8 Different Types of Loans That Can Help You With Your Financial Woes

posted by Chris Valentine

It is very difficult for anyone to anticipate an emergency. There comes a time in your life when you need cash… and fast! One way of getting out of such a situation is to get a personal loan meaning money that you borrow money for your own personal use.

There are many types of loans and finding the right one for you shouldn’t be too difficult. There are various types of loans that are accessible to both bad credit and credit-worthy borrowers alike. Below is a list of 8 different types of loans you can turn to when pushed to a corner and borrowing is the only way out.

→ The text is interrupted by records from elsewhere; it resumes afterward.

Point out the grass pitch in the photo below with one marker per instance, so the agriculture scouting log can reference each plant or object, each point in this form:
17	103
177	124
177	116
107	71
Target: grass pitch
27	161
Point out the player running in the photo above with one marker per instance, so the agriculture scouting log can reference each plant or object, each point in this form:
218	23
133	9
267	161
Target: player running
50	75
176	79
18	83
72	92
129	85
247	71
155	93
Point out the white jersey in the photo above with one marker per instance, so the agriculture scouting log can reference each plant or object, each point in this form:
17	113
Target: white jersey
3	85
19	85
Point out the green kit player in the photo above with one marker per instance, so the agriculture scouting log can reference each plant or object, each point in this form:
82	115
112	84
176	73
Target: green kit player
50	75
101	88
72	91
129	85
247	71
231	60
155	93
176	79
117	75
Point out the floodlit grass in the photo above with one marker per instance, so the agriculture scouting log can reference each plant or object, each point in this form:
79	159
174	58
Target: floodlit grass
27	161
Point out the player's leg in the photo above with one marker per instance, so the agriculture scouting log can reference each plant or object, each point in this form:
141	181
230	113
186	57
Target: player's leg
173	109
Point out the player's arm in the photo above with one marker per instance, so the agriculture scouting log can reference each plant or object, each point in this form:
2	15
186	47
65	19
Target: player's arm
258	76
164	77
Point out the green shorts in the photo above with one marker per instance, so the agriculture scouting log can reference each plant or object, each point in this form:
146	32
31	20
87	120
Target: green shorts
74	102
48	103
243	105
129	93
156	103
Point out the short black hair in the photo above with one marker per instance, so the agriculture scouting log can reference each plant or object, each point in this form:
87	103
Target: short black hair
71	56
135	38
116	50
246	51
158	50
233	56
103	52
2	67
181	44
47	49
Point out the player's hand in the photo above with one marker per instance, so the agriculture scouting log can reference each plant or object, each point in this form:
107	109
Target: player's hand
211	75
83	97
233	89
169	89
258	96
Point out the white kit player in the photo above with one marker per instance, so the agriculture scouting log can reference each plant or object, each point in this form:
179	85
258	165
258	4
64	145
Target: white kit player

1. Friends and Family Loans

This may appear to be one of the easiest types of personal loans to get but in reality, it’s the one where you have the most to lose. Money lending is a sensitive affair as old friends and tight-knit family members have fallen out because of money feuds. The beauty of such loans is that repayment plans may be the most flexible and you as the borrower get to enjoy extremely low-interest rates or even none at all.

It is important as the borrower to take a friend and family loan as seriously or professionally as you would a bank loan. Have the loan agreement spelled out on paper specifying the principal amount, the interest rate (if any) and the repayment terms.

Make sure to pay back as promised and if for whatever reason, you experience a snarl-up in repayment, keep the communication lines open with updates to your lender. This helps build trust and prevents burning bridges.

2. Payday Loans

A payday loan is one of the loan types that are relatively easy to get and is short term. It is the type of loan whose repayment is banked on the borrower’s paycheck. Such a loan comes in very handy and is applicable to people with a steady income who require small amounts of cash instantly.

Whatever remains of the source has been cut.